Color composite images are a useful tool in remote sensing. They map
arbitrary image wavelengths to the primary colors (for example landsat 8 band 5 (near-ir, 0.86 microns) mapped to red,
landsat 8 band 4 (red, 0.66 microns) mapped to blue, and landsat band 3 (green, 0.55 microns) mapped to blue).
In such a "color ir" image, vegetation, which is very bright in the near-ir, will show up as bright red, while
water, different types of soils, etc. will show up as other colors.  Here are some examples of [popular band combinations](https://www.usgs.gov/media/images/common-landsat-band-combinations) for the [landsat 8 bands](https://www.usgs.gov/faqs/what-are-best-landsat-spectral-bands-use-my-research)
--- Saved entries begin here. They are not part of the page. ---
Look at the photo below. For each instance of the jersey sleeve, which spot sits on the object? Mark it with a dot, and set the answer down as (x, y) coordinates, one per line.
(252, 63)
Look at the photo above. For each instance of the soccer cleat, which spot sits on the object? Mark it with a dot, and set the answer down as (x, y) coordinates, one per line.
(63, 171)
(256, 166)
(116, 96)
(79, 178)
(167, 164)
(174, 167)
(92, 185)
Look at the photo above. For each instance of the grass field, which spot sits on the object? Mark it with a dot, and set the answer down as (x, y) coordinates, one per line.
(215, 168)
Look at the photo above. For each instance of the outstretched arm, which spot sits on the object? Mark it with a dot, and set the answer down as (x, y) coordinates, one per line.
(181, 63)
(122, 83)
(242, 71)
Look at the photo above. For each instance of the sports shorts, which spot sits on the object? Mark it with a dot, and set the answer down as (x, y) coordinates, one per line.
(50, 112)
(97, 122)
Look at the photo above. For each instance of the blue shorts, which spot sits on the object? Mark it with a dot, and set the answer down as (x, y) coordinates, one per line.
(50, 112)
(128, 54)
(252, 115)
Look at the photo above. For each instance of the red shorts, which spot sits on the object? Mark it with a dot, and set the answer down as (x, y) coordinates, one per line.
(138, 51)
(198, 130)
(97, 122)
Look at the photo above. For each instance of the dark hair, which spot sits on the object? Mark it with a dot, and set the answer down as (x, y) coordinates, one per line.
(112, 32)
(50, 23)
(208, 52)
*Something to note:  one point of confusion is that the red, green and blue bands for landsat 8 are label band 4, band 3 and band
2 respectively, so remember that an rgb landsat image is desiginated by the band combination 432.*


In this notebook we will generate a "color ir" image from bands 5, 4, 3 using a clipped vancouver scene, reprocessing
them into a false color composite.  The final
format needs to follow the "portable network graphics (png) truecolor" standard: 

1) the pixels in each band have values between 0-255 (i.e. one 8 bit byte)
2) the bands are packed into 3 dimensional array with shape [3,nrows,ncols]
3) the band order needs to be red=index 0, blue=index 1 and green=index 2

We will also need to rewrite the images so that each band makes use of all the available 255 levels.  This means we need to change
the data values significantly, for the images below the reflectivities in bands 3 and 4 are below 0.2, which means if we
just converted them to 0-255 we'd only be using 20% of the 255 levels.  Fixing this problem by redistributing the data is called "stretching".
Below we'll show how to do a "histogram stretch".  Since the underlying data is changed in the image, false color composites are a qualitative, rather than a quantitative tool.

+++

### Running this notebook
- Download the `false_color.ipynb` notebook from week7 in our
[gdrive folder](https://drive.google.com/drive/folders/1-D6y9MlE8LZRLZg-qRCxPZSgar8kGjBT?usp=drive_link)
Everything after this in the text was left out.